# Sample Code Run for `xagg`
(currently in beta - also this notebook is currently not runnable; the author has to update the environment)

A quick guide to `xagg`, explaining how to use it to aggregate raster data to polygons, with a little bit of info on what goes on under the hood.

In [1]:
import xarray as xr
import numpy as np
import pandas as pd
import geopandas as gpd
from shapely.geometry import Polygon
import warnings
import xesmf as xe

## Intro

We'll be aggregating a gridded dataset onto a set of shapefiles, using an extra set of weights. Specifically, we'll use:
- gridded: month-of-year average temperature projections for the end-of-century from a climate model (CCSM4)
- shapefiles: US counties
- additional weights: global gridded population density ([GPW](https://sedac.ciesin.columbia.edu/data/collection/gpw-v4), 15 min resolution)

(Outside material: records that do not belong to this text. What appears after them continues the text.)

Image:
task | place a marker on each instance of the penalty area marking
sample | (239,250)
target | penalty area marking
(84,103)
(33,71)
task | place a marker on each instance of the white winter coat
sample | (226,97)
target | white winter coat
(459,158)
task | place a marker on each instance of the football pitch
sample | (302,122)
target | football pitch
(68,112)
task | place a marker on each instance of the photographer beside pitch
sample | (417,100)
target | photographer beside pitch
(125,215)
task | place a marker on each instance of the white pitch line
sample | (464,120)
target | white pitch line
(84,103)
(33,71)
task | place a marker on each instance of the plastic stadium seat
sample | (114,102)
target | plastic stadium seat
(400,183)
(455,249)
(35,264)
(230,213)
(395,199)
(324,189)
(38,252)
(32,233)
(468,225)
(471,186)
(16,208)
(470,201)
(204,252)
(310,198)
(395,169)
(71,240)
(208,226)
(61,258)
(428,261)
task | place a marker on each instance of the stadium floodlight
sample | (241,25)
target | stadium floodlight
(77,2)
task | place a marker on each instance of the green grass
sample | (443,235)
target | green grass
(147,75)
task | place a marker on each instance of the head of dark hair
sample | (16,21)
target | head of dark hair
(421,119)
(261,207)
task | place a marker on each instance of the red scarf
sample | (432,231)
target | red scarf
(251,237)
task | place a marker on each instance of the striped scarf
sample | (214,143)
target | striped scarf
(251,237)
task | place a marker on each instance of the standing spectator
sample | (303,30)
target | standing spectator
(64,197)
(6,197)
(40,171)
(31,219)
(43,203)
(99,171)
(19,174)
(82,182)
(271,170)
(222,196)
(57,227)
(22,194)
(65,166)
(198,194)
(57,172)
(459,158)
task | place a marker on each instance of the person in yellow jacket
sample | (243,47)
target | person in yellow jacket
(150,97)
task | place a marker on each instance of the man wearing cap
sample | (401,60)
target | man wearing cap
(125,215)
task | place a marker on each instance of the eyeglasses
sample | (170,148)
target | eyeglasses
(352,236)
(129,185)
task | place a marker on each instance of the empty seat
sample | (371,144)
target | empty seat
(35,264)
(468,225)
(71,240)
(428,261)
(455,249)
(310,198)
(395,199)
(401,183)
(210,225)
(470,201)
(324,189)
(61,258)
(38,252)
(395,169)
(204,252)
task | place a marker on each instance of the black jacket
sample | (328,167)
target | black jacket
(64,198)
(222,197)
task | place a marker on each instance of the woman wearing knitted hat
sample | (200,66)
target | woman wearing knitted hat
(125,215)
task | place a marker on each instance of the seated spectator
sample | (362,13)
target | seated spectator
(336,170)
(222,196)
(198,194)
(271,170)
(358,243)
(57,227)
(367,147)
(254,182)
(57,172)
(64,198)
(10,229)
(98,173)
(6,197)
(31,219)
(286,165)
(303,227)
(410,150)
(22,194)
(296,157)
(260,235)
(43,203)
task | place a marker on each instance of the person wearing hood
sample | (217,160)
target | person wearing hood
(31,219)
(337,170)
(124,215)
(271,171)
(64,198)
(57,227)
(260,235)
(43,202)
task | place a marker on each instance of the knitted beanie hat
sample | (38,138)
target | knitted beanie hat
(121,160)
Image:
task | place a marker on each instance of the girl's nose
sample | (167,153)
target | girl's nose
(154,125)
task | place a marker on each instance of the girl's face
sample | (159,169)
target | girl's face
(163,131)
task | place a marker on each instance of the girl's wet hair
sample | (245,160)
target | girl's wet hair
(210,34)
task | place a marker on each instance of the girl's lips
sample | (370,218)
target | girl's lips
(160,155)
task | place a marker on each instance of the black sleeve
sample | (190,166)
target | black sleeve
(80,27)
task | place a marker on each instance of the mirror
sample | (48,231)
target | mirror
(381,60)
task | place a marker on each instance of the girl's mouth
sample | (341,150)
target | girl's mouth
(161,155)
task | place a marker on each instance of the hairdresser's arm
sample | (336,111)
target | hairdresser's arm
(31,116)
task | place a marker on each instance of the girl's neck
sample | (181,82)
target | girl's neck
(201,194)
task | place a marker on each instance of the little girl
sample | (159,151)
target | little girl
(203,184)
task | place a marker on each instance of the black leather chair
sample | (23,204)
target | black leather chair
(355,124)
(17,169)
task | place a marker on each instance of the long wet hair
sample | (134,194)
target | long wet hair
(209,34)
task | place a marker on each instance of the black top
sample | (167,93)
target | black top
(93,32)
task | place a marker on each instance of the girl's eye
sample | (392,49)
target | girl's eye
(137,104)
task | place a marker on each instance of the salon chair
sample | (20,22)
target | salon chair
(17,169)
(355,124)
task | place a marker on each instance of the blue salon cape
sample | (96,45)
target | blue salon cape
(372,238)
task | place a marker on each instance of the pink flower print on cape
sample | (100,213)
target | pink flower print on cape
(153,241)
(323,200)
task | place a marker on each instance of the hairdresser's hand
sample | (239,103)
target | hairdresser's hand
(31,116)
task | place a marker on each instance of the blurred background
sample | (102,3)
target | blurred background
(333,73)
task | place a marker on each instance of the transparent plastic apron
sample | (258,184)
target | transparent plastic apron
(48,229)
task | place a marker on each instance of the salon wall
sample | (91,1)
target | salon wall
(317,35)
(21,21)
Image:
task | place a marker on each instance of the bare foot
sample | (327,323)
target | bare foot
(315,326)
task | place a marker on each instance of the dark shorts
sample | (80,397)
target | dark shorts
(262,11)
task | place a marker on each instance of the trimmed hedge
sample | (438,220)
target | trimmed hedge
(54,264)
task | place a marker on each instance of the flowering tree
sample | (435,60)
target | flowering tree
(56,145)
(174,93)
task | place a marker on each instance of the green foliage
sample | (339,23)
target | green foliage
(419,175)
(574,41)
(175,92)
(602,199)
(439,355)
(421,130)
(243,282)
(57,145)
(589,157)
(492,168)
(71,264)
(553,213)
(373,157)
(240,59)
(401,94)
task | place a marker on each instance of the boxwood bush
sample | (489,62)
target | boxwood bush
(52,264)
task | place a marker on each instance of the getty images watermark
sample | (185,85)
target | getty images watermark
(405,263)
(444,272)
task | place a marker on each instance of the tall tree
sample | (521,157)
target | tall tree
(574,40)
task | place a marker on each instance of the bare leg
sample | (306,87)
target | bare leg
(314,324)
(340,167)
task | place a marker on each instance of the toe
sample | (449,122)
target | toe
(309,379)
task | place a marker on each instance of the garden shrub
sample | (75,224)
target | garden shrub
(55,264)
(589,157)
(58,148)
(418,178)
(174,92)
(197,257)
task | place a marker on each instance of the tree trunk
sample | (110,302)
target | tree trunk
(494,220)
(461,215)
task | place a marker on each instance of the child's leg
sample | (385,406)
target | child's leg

This is a setup that you may for example use if projecting the impact of temperature on some human variable (temperature vs. mortality, for example) for which you have data at the US county level. Since your mortality data is likely at the county level, you need to aggregate the gridded climate model output data to counties - i.e., what is the average temperature over each county? This code will calculate which pixels overlap each county - and by how much - allowing an area-averaged value for monthly temperature at the county level. 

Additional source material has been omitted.